Anyone who knows Matty and I knows that surprises are our thing. We're always trying to one-up each other and I have to admit (begrudgingly) that I am on a losing streak. There was that time he got my family to drive down to Austin on my birthday, our engagement, of course, this past Christmas when he surprised me with a keyboard and a suuuuuper pretty dress...though, I did get him really good when I showed up at his tattoo appointment in New York & he thought I was in Africa...
Maybe we are a bit obsessive about this...?
Even though I'm not "winning," there is a certain perk to being on the other side of the surprise. This weekend, for example, when Matty and all of our friends arranged a secret baby shower in Manhattan Beach for this 34-week-growing child of ours. All I knew was that it was a brunch and it started at noon. Matty had left for work and was sending several "poor me" texts to throw me off the trail.
But lo and behold, there he is at the door when we arrive. He leads me down a hallway and I see tables and balloons set up in a backyard and I'm already tearing up before everyone yells, "SURPRISE!"
And it isn't a typical surprise.
When Matty and I got pregnant I was suddenly more aware of the largest thing lacking in our lives: community. I couldn't understand why because for a full year before we moved to LA I prayed most for the people we would meet...the ones who would become family. And at that point in the pregnancy we did have some beautiful relationships here, but the circle was small and the distance made things difficult. I wanted so badly for our son to be born into community and to be honest, I couldn't see how that would happen in the time we had left, especially when we'd already been in LA for a year, genuinely longing for these relationships to form.

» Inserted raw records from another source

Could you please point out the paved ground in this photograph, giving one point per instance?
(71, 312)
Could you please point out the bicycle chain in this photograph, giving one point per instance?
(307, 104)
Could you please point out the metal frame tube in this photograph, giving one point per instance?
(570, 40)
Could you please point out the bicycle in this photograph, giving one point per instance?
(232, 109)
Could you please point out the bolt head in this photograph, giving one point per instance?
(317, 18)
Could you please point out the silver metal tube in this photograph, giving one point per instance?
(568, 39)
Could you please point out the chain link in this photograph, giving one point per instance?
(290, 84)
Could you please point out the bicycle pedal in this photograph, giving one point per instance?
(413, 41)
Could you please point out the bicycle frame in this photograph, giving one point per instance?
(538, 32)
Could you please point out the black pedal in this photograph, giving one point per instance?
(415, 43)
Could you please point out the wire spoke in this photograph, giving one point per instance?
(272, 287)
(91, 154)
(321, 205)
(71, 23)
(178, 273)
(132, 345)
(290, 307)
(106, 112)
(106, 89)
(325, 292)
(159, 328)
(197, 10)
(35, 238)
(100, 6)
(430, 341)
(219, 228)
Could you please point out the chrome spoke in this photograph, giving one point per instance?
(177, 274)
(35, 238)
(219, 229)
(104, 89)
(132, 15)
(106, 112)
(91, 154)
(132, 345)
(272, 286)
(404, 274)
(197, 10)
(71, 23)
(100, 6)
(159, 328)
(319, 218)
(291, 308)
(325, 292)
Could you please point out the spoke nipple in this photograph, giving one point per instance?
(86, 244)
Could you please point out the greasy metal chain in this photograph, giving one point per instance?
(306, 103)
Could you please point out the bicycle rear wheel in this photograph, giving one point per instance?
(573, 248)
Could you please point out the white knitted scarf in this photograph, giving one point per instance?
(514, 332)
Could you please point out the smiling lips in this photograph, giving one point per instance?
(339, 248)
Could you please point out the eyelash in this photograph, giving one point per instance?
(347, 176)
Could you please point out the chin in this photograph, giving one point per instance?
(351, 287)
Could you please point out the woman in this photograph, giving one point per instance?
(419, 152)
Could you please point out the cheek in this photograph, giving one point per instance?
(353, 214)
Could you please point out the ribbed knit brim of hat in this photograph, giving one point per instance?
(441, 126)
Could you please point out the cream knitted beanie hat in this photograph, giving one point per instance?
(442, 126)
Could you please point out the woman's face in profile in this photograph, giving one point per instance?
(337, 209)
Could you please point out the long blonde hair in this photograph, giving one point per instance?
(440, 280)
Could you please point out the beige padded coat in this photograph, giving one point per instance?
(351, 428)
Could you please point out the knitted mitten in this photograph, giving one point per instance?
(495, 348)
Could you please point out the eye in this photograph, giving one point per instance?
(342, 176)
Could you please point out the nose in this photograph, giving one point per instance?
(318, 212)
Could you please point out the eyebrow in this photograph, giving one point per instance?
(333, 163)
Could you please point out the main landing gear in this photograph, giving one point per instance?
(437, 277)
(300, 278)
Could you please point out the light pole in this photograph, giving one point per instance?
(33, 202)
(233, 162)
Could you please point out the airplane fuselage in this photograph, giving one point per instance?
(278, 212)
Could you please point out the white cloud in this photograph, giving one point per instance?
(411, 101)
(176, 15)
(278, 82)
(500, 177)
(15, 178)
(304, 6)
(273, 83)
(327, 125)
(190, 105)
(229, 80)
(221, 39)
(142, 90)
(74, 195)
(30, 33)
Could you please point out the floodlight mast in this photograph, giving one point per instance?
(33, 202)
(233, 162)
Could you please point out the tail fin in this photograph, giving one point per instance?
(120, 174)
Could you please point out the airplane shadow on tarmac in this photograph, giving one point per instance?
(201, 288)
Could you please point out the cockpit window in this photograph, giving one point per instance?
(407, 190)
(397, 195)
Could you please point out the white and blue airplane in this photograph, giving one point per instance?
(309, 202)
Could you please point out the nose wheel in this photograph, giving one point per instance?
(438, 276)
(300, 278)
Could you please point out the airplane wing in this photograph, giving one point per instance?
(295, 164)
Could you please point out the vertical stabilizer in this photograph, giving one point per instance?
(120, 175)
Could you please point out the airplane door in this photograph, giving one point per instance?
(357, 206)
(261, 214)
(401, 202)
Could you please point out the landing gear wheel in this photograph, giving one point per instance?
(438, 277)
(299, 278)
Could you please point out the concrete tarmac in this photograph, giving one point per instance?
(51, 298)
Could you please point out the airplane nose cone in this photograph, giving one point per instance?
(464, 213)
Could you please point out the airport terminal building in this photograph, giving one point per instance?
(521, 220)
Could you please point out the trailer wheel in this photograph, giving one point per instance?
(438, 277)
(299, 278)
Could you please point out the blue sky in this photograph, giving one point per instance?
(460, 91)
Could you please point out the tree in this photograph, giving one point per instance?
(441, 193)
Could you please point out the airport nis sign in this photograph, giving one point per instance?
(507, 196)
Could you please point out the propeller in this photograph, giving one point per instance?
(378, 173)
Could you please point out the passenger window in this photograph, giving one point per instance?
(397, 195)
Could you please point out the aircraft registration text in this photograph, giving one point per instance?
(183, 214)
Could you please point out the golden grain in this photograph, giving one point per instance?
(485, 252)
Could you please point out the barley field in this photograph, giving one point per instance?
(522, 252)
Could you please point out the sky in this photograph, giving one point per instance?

We'd been going to church at ZOE for quite a few months and felt like it was the place for us, but Matty's work schedule made our visits sporadic and to be honest, we were a bit nervous that fully committing to this church would take away our "hustle for the dream" time. Funny thing is, once we decided that it was time to fully commit, that hustle got a lot easier...but that's another story. One that's still in the making :)
The people in these photos have loved us from day 1. We've formed deep and genuine relationships in such a short time and the best part is that this group is far from exclusive. Anyone can come in and feel like family because the circle is never closed. I never felt like I had to work my way in to be accepted...I just was.
So, I guess that's the best surprise of all. I didn't even think I'd have a baby shower, especially such a beautifully-planned event with a grapefruit-ginger mocktail and Bahn Mi sandwiches and chocolate cake that I can't stop thinking about!! Matty certainly got me good (I cried, which is worth at least 50 points), but I never expected these friendships to be so fast and so good. And this is what it feels like to be on the losing team, so be it.
Thank you to Jasmine, Cara, Maggie, Amy, Ashley, Bianca, Hannah, Chelsea, Nathan, Joel, Justin, Yah Yah, Katelynn, Makenna, and Matty. (And to those who couldn't be there and sent texts, gifts, and hugs!) Love you all from the bottom of my heart!